Mephisto (2010)


Director: Christopher Weare

Mephisto is one of the modern classics on artistic integrity and political commitment. Klaus Mann’s 1936 novel Mephisto, first published when Mann was in exile from the Nazis, was primarily an act of revenge against German actor Gustaf Grundgens. Mann, who worked with Grundgens, regarded him as a traitor for accepting Nazi patronage while his former colleagues were forced to flee the country. Ariane Mnouchkine’s adaptation of Mann’s Mephisto takes the emphasis off the “Mephisto” character who abandoned his communist roots for artistic ambition and collaborated with the Nazi regime, and places it onto the group of actors around him. We see a collection of socialists and incipient fascists, and watch how they react to Hitler’s steady climb to power. Where does art stop and life begin? The question is vital, and fatal to them all.

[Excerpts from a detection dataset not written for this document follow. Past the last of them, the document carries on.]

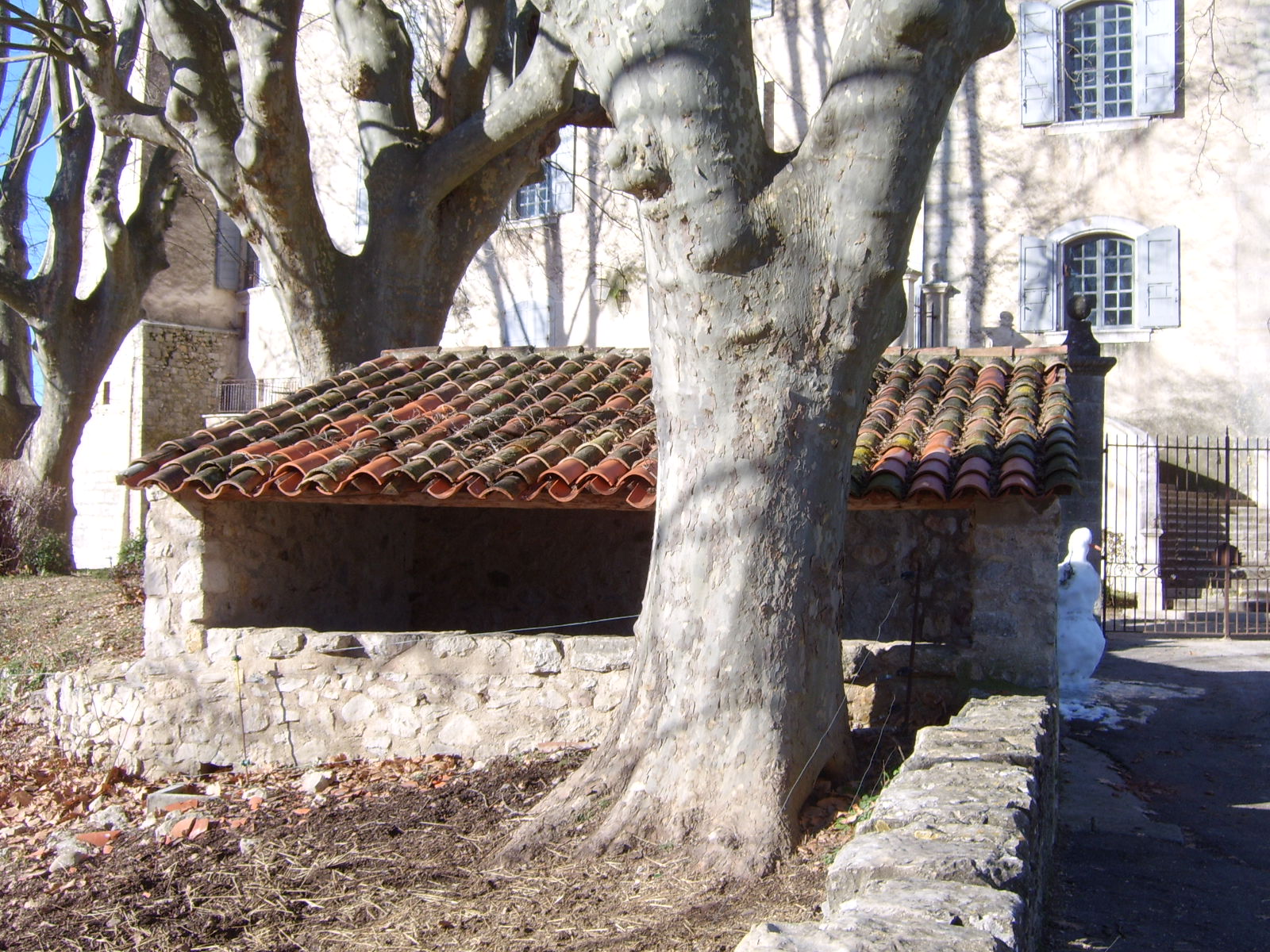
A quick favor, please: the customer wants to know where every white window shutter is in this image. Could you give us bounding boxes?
[503,301,551,347]
[548,125,576,214]
[1133,0,1177,116]
[1018,235,1056,334]
[1018,2,1058,125]
[1134,225,1181,328]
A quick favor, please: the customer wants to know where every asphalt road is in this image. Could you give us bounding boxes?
[1049,633,1270,952]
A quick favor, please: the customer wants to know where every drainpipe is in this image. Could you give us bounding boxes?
[1060,301,1115,543]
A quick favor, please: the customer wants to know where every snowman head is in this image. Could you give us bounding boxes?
[1067,525,1094,562]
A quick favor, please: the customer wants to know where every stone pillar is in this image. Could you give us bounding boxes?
[1059,309,1115,550]
[970,499,1060,690]
[144,489,207,658]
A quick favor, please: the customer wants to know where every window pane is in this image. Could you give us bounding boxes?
[1063,4,1133,119]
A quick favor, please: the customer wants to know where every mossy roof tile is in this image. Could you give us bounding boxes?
[121,347,1078,509]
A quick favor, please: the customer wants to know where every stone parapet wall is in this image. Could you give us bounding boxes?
[46,629,976,773]
[737,696,1058,952]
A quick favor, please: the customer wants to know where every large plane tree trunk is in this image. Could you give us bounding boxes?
[510,0,1012,874]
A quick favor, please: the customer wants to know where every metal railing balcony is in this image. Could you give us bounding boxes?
[216,377,303,414]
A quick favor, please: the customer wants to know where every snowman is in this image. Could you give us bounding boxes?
[1058,528,1106,698]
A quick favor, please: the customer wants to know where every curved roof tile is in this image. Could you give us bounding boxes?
[121,347,1078,509]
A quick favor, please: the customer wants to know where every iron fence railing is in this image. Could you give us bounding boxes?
[216,377,303,414]
[1103,434,1270,635]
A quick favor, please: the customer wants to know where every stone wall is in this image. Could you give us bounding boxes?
[139,493,1060,688]
[144,493,652,656]
[47,627,1031,773]
[140,322,241,451]
[71,324,240,569]
[47,628,633,773]
[737,696,1058,952]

Mephisto is about the devil in all of us. Based on a real life character, Gustaf Grundgens, the play shows how easy it is for artists to sell out to the state (in this case Nazi Germany), and how impossible it is to be ‘only an actor’ when the society around you is in political turmoil. The play examines the impact of fascism on the artistic integrity of a whole bunch of actors. It is a play which is both a fascinating historical document and a paradigm of any power game where moral instinct is sacrificed to political expediency.